I want to backpropagate the model that is already compile to the graph.
I will programming backpropagation code in python, but how can I update the weight?
Is there any way to access the graph?
@skim The Movidius graph file is a binary graph file format that isn't open-sourced at the moment. Normally the mvNCCompile tool is used to compile models that are deployment-ready. If you need to make changes to your model, you will have to make the changes with your own model before using the mvNCCompile tool. Once the tool is used to compile a Movidius graph file, there isn't a way to make edits to the Movidius graph representation of the model.
@Tome_at_Intel Thank you for the answer. I want to ask you one more question.

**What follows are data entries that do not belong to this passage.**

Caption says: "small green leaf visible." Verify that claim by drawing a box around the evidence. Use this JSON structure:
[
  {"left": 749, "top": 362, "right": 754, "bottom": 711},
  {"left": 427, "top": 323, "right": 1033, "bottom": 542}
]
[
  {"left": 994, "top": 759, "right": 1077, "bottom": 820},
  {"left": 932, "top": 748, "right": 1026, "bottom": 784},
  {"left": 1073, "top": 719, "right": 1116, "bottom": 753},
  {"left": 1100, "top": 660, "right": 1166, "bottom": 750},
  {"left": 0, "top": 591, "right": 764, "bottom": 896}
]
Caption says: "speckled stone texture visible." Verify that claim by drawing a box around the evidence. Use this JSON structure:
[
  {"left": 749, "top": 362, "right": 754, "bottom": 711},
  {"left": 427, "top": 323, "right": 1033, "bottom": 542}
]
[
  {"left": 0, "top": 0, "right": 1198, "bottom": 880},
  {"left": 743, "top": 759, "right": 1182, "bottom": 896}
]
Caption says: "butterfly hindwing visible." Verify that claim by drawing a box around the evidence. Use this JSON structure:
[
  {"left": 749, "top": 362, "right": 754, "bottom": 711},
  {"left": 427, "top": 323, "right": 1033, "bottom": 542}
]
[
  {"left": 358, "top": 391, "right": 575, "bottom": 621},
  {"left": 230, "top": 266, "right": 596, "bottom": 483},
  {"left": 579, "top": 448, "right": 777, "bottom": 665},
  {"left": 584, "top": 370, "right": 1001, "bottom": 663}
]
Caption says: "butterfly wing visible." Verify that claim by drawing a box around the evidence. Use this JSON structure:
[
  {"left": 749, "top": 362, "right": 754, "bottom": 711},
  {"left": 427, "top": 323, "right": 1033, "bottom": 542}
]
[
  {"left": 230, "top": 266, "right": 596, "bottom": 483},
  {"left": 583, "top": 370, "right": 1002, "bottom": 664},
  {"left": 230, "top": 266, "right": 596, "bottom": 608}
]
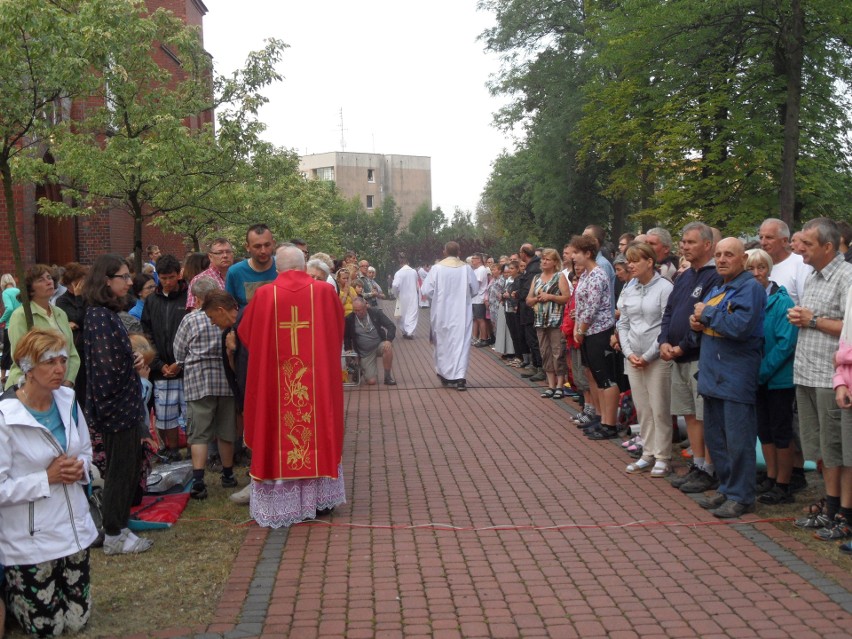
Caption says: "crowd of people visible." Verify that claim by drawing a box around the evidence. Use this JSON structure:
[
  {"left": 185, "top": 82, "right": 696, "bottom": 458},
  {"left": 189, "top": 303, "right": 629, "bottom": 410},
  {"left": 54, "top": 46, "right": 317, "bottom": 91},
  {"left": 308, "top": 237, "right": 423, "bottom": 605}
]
[
  {"left": 5, "top": 218, "right": 852, "bottom": 636},
  {"left": 469, "top": 218, "right": 852, "bottom": 553}
]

According to NCSDK documentation, there is a size limitations. (Compiled Movidius™ “graph” file < 320 MB; Intermediate layer buffer size < 100 MB)
I would like to know if the graph file is 320MB and attach the additional fully connected layer, (developed in python or something) is it possible to run?
Additional custom layer(not graph, python code) is just up to NCS memory spec?
@skim If I understand your question correctly, you are talking about the possibility of running a maximum size graph file through the NCS, and then take the result and run it through some fully connected layers on the CPU as a way of working around the NCS memory size limit? If this is what you are referring to, theoretically it should be possible to do this.